The larger portion of that increase came as a result of another uptick in nonrevolving credit, which is defined as installment loans not including mortgages, the report said. In October, this kind of borrowing rose to nearly $1.9 trillion, up from slightly less than $1.89 trillion, and an increase of more than $10 billion. That was also up from $1.75 trillion observed in October 2010. The increases seen in most of the last several months have repeatedly set all-time records for borrowing in this category.

The majority of this increase in non-revolving debt came as a result of consumers seeking more education loans from the federal government, the report said. In October alone, this type of borrowing increased by $6.9 billion, to a total of $516.4 billion. That’s up from the $509.5 billion seen in September and a huge increase from the $402.2 billion seen in October 2011.

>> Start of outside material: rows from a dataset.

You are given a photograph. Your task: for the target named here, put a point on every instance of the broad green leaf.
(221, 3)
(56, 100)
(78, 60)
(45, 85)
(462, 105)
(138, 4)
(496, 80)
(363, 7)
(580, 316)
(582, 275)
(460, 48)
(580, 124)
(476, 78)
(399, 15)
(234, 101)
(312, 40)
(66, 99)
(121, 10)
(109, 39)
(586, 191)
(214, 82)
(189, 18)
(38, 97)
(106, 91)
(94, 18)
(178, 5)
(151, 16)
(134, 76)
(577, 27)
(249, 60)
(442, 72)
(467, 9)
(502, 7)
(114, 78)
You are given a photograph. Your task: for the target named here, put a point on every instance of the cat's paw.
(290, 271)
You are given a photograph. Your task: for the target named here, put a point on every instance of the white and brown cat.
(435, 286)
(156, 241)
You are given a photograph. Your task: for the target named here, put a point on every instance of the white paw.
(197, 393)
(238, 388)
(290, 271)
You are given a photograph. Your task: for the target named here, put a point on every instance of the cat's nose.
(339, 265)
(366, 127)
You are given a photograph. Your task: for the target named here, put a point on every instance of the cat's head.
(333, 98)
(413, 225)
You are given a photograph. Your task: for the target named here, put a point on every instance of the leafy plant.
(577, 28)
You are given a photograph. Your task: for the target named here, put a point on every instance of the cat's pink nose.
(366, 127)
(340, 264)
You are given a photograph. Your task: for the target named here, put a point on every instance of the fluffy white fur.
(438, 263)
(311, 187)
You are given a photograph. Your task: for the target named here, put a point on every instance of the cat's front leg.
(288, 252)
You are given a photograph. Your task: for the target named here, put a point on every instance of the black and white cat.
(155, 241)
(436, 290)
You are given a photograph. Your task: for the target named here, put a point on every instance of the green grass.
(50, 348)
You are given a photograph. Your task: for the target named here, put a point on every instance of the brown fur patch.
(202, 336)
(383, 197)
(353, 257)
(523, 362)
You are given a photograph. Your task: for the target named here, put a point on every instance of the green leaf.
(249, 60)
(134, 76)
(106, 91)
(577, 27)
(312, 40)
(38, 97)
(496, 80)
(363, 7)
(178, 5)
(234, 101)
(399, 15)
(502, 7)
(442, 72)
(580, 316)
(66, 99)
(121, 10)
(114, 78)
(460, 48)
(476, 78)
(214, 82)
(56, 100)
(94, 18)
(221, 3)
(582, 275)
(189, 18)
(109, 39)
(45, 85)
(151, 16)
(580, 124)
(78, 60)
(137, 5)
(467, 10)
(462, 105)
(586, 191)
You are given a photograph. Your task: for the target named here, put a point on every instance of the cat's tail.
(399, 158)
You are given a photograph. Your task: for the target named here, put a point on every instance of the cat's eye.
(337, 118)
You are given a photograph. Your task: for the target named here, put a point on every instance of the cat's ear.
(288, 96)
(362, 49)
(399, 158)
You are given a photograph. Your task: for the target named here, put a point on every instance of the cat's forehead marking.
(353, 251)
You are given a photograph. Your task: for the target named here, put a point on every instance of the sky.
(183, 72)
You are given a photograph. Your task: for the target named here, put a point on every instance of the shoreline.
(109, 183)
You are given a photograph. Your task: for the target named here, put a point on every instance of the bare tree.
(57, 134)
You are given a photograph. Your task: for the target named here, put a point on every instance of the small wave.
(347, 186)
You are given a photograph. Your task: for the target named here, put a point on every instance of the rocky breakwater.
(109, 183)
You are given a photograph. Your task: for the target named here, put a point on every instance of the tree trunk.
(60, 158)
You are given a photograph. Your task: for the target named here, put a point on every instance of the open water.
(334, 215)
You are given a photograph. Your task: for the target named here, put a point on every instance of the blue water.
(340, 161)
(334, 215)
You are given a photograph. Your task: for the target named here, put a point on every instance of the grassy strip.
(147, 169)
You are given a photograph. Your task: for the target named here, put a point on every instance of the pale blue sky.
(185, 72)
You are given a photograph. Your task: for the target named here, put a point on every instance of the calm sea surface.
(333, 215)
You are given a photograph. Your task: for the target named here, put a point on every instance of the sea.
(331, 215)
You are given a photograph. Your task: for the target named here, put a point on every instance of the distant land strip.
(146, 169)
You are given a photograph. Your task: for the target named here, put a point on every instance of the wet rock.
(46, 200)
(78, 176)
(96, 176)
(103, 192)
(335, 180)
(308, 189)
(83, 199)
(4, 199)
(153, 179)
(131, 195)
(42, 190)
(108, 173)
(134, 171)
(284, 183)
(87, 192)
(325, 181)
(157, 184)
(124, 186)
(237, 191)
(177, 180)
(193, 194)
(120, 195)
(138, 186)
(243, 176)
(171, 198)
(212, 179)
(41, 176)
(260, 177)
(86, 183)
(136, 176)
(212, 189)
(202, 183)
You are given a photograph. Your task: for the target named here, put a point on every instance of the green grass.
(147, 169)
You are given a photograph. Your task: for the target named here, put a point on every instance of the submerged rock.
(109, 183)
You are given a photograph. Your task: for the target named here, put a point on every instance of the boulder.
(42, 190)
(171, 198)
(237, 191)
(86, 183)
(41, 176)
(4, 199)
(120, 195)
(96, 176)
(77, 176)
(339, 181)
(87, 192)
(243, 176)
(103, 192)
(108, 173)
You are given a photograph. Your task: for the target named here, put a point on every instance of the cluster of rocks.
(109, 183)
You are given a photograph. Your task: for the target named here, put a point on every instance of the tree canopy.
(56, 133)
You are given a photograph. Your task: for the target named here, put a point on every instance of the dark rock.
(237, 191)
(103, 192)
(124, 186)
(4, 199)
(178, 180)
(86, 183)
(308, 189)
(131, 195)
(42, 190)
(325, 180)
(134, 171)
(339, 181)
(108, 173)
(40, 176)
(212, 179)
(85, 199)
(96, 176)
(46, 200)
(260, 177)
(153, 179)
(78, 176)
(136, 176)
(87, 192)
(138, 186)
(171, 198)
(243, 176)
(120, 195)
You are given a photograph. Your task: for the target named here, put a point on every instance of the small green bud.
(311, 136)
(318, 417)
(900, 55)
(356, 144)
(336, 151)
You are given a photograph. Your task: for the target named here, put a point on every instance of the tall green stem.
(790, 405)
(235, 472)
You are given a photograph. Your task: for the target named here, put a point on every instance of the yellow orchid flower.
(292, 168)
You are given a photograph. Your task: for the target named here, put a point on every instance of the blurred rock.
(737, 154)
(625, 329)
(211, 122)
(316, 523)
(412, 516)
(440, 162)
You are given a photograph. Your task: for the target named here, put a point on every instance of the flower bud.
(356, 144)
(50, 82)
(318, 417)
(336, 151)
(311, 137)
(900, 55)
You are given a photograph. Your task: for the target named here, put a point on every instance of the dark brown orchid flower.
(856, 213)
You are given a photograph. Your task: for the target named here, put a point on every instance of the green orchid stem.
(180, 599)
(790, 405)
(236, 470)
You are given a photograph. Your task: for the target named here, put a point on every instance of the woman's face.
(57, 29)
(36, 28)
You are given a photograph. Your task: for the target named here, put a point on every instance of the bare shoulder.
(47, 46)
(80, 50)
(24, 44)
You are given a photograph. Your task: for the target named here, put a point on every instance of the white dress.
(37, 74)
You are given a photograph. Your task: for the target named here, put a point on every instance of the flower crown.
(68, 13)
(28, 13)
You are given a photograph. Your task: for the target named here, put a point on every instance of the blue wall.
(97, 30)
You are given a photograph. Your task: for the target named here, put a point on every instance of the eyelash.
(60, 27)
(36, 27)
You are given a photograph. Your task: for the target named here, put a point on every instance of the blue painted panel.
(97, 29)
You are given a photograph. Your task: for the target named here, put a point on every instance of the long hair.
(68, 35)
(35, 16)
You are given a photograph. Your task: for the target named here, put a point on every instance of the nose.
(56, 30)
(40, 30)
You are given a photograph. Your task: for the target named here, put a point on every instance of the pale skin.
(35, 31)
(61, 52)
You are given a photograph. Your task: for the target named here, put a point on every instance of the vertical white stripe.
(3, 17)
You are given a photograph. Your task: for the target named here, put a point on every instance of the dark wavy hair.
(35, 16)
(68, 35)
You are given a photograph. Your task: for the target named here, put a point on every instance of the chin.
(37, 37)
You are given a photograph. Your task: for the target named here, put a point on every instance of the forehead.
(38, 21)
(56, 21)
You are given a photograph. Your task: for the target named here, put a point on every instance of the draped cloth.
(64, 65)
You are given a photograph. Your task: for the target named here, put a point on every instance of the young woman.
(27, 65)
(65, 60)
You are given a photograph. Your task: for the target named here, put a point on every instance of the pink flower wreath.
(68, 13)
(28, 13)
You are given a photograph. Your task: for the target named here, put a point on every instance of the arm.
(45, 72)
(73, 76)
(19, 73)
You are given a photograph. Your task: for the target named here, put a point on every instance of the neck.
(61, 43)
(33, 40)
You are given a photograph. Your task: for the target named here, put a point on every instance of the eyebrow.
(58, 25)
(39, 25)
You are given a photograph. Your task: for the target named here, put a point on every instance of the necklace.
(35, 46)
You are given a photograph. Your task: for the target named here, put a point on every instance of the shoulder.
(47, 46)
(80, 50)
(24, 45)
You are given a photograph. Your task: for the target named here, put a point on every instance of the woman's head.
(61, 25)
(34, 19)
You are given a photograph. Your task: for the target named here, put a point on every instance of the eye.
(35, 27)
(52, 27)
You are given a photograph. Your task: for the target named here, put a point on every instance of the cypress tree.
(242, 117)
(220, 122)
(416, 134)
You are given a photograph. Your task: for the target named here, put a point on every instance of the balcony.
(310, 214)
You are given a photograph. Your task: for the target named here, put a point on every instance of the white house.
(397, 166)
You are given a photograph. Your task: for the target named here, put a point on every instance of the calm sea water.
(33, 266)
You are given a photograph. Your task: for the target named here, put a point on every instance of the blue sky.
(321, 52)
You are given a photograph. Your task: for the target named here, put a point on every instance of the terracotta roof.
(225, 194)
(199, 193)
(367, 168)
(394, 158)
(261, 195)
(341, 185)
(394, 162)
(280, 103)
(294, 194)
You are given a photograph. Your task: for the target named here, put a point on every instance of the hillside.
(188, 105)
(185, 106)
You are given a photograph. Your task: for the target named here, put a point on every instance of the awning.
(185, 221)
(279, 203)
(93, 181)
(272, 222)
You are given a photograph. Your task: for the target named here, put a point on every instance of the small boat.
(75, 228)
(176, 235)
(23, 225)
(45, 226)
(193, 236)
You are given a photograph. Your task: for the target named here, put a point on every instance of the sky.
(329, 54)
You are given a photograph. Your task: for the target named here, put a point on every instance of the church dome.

Meanwhile, borrowing on credit cards increased significantly as well, as borrowers added some $3.4 billion to their outstanding balances during the month, the report said. At October’s end, borrowers owed $857.6 billion on their credit cards, up 4.7 percent on an annual basis from the $848.7 billion seen in the same month last year, but also up from the $854.2 billion from September. The all-time high for this kind of borrowing, however, was nearly $1.03 trillion in July 2008 at the height of the recession.

Consumers generally tend to increase their borrowing efforts during the final few months of the year as a means of financing their holiday purchases, which means that revolving credit in particular could tick upwards in the near future. Further, this trend also tends to lead to increased instances of delinquency and default on credit cards in the new year.